LATAR BELAKANG FILSAFAT PENDIDIKAN
1. Manusia Dan Ilmu Pengetahuan
Masih ada
upaya lain untuk menjelaskan apa itu filsafat, yaitu dengan cara memahami
macam-macam pengetahuan manusia. Manusia pada hakikatnya adalah makhluk ciptaan
tuhan yang paling tinggi derajatnya dibandingkan dengan makhluk ciptaan
lain-Nya dimuka bumi ini. Hali ini disebabkan manusia memiliki akal dan fikiran
(rasio), sehingga ia mampu mengembangkan dirinya sebagai manusia yang
berbudaya. Kemampuan mengembangkan diri itu dilakukan manusia melalui interaksi
dengan lingkungannya, baik lingkungan fisik maupun lingkungan sosial.
Filsafat
adalah salah satu jenis pengetahuan manusia, yaitu pengetahuan filsafat. Akan
tetapi apa itu pengetahuan? Pengetahuan ialah keadaan tahu atau pengetahuan
ialah semua yang diketahui. Pernyataan ini bukan definisi pengetahuan, tetapi
sekedar menunjukan apa kira-kira pengetahuan. Manusia ingin tahu, lantas ia
akan mencari dan memperoleh pengetahuan. Nah, yang diperolehnya itulah yang
bisa dikatakan dengan pengetahuan. Pengetahuan ialah semua yang diketahui.
Sebagai contoh, seseorang ingin mengetahui jika jeruk ditanam, apa buahnya.

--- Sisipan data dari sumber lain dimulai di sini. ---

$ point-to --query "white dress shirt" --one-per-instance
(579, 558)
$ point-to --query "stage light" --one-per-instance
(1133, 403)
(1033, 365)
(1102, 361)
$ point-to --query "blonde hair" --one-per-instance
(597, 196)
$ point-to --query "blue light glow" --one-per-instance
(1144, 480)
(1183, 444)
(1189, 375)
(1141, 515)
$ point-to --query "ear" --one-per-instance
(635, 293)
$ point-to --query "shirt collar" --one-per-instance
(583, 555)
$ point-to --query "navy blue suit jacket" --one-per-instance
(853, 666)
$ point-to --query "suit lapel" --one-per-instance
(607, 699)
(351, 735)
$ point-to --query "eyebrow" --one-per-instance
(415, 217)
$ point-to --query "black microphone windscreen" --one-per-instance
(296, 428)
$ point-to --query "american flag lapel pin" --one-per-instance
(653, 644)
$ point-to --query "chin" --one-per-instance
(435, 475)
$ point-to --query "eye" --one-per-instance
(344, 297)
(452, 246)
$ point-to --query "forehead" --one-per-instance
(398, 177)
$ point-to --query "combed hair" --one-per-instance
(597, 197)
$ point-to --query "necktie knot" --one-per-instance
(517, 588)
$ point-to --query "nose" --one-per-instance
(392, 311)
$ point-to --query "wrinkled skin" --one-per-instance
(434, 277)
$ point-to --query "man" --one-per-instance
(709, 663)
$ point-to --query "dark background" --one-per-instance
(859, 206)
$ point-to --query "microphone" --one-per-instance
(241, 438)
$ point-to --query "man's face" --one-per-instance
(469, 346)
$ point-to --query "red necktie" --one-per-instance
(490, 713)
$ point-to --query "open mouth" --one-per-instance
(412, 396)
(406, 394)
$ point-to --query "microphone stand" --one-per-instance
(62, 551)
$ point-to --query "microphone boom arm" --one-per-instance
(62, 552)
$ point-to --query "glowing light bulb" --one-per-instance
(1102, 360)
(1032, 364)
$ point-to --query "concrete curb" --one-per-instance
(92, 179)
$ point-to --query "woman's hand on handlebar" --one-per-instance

Kemudian ia menanam bibit jeruk. Ia dapat melihat buahnya adalah jeruk. Jadi
tahulah dia bahwa jeruk berbuah jeruk. Pada dasarnya, pengetahuan jenis inilah
yang disebut dengan pengetahuan sains. Sebenarnya pengetahuan sains tidak
sesederhana itu. Pengetahuan sains harus menggunakan logika juga. Pengetahuan
sains ialah pengetahuan yang logis dan didukung oleh bukti empiris (bukti
nyata). Dalam bentuknya yang telah baku, pengetahuan sains itu memiliki pradigma dan metode tertentu. Pradigmanya
bisa disebut pradigma positif dan metodenya bisa disebut metode ilmiah. Formula
utama dalam pengetahuan sains ialah buktikan bahwa itu logis dan tunjukan bukti
empirisnya. Adakalanya kita menyaksikan ada bukti-bukti empiris, tetapi tidak
logis. Yang seperti ini bukan pengetahuan sains (pengetahuan ilmiah). Misalnya,
bila ada gerhana pukullah kentongan, maka gerhana itu akan segera menghilang.
Itu suatu pengetahuan dan dapat dibuktikan secara empiris. Coba saja, bila ada
gerhana pukullah kentongan maka lama kelamaan gerhana itu akan hilang.
Terbukti. Akan tetapi, itu bukan pengetahuan ilmiah sebab tidak ada bukti logis
yang dapat menghubungkan berhentinya gerhana dengan kentongan yang dipukul.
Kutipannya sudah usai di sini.